Many places in Europe base their cuisine heavily on pork or meat products. But as time goes on, it’s getting easier to find plant-based food options around the continent, even in locales that traditionally eat a lot of meat or pork. Here’s the best food city in Europe for vegans and vegetarians.Hot Tip:
If you’re a vegan traveler, you may want to consider flying Emirates. The airline has recently added some vegan options to its in-flight food offerings.
Berlin is a large, modern city with many options for vegans and vegetarians. The Happy Cow website and app show that Berlin has more than 1,100 eateries that cater to vegans and vegetarians, compared to just 222 in Dublin, 544 in Amsterdam, and 528 in Barcelona.
Known as the vegan capital of Europe, travelers can stay in vegan hotels, drink at vegan bars, eat at vegan restaurants, and shop for goods and groceries at vegan stores. Every June, Berlin hosts the Vegan Summer Festival, where you can shop, dine, and enjoy entertainment, including workshops, cooking classes, music, and more.
Some of this city’s plant-based culture can be traced back throughout history. The Chernobyl disaster in the 1980s opened up many discussions about radiation in produce and dairy, which led shoppers to be more conscious about what they were putting in their bodies and search for more organic options.
This made people think more about diet in general, which resulted in the elimination of certain food and food groups from their diets.
Food sustainability is also popular in Berlin, as many locals and visitors also seek out zero-waste restaurants and seasonal food options as part of a larger trend of living in a more sustainable way. Berlin also offers plenty of gluten-free and halal food as well.
Whether you’re a vegan traveler, want to dine well and lounge on the beach, or are simply looking for an affordable way to indulge in Europe’s foodie culture, there’s a European destination for you. From Madrid’s affordable tapas to splurging on fancy French cuisine and eating street food in Budapest, planning a vacation around food, especially in Europe, is an easy and delicious way to immerse yourself in local culture and have fun at the same time.
Although this answer is debatable, many consider the food capital of Europe to be Paris.
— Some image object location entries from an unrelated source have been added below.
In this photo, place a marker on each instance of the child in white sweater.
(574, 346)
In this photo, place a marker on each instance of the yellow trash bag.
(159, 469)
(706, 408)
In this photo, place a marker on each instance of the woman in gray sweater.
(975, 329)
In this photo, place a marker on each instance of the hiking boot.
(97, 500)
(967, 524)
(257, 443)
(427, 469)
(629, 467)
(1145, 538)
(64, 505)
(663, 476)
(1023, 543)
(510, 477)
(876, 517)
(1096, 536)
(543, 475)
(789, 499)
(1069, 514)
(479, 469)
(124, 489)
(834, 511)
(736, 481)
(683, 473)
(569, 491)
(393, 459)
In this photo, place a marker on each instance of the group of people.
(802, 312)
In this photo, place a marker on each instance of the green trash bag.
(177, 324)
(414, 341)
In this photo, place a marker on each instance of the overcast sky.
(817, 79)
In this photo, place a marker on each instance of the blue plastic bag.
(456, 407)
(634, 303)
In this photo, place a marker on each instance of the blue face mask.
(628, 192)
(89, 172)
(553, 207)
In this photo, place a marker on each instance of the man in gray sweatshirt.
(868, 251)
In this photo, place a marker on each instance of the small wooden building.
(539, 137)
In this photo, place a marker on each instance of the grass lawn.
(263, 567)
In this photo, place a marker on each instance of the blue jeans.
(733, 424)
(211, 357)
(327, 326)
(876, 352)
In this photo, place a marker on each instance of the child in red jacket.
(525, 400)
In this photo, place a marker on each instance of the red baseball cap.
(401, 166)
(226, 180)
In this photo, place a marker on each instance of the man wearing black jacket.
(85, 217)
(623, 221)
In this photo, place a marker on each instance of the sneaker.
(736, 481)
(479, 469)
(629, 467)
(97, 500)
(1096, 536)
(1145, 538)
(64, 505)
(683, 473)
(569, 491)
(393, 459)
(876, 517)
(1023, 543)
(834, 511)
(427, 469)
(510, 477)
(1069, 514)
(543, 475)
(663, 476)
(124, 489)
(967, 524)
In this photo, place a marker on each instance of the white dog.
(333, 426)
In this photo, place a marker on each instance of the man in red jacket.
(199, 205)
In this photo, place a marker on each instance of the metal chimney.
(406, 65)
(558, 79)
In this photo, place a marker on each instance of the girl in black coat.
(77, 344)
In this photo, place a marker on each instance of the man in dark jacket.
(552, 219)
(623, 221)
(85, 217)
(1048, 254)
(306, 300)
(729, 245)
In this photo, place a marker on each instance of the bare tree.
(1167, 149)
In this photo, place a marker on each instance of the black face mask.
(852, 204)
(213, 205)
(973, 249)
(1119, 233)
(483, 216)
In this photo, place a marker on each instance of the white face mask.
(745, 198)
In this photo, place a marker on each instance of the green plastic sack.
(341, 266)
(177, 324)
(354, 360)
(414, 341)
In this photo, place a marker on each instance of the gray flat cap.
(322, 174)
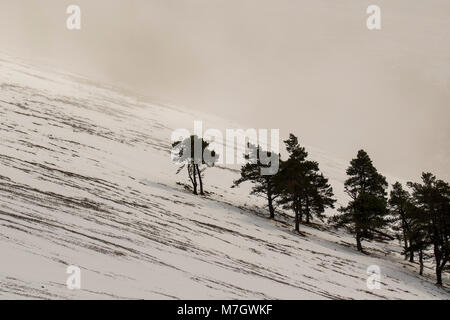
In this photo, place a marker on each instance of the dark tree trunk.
(405, 240)
(358, 242)
(297, 221)
(438, 275)
(200, 179)
(271, 209)
(411, 256)
(421, 262)
(270, 200)
(308, 215)
(194, 179)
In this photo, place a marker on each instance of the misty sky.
(309, 67)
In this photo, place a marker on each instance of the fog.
(308, 67)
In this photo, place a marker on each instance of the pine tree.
(432, 197)
(399, 204)
(301, 186)
(365, 214)
(193, 152)
(263, 183)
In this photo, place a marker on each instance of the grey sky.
(309, 67)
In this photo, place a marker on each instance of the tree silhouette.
(193, 152)
(365, 214)
(261, 173)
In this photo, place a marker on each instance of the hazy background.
(309, 67)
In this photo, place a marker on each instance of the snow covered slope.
(86, 180)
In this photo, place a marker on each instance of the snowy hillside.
(86, 180)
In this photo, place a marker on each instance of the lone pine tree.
(263, 181)
(432, 197)
(301, 186)
(365, 214)
(192, 153)
(399, 205)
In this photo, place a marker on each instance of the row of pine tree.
(418, 215)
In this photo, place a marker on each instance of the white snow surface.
(86, 179)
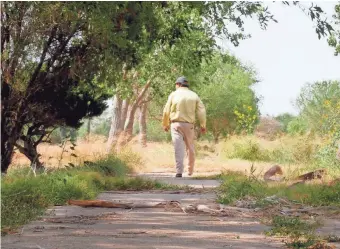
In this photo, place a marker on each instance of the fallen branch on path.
(110, 204)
With delicious food, historical food traditions, many local products, and endless options for wine, people can usually find whatever type of restaurant or food they’re looking for in Paris. It’s especially good for fine dining or anyone looking to splurge on meals.
Budapest, Hungary has some of the continent’s best street food, with a special area dedicated to street food called Karavan, as well as other districts around the city which offer quick bites, Hungarian dishes, and international specialties. There’s plenty to choose from in Budapest when it comes to street food.
The Mediterranean countries, such as Spain, Italy, France, and Greece, are known for having some of the best food in Europe. From fresh seafood to locally grown products like olives and honey, as well as wine and cheese, the Mediterranean has not just the tastiest food in Europe, but some of the healthiest, as locals tend to live longer in these countries.
The most popular food in Europe is pizza. If you want to try the best pizza in the world, go straight to the source: Naples, Italy. However, pizza is also delicious throughout many different areas in Italy and around Europe, too.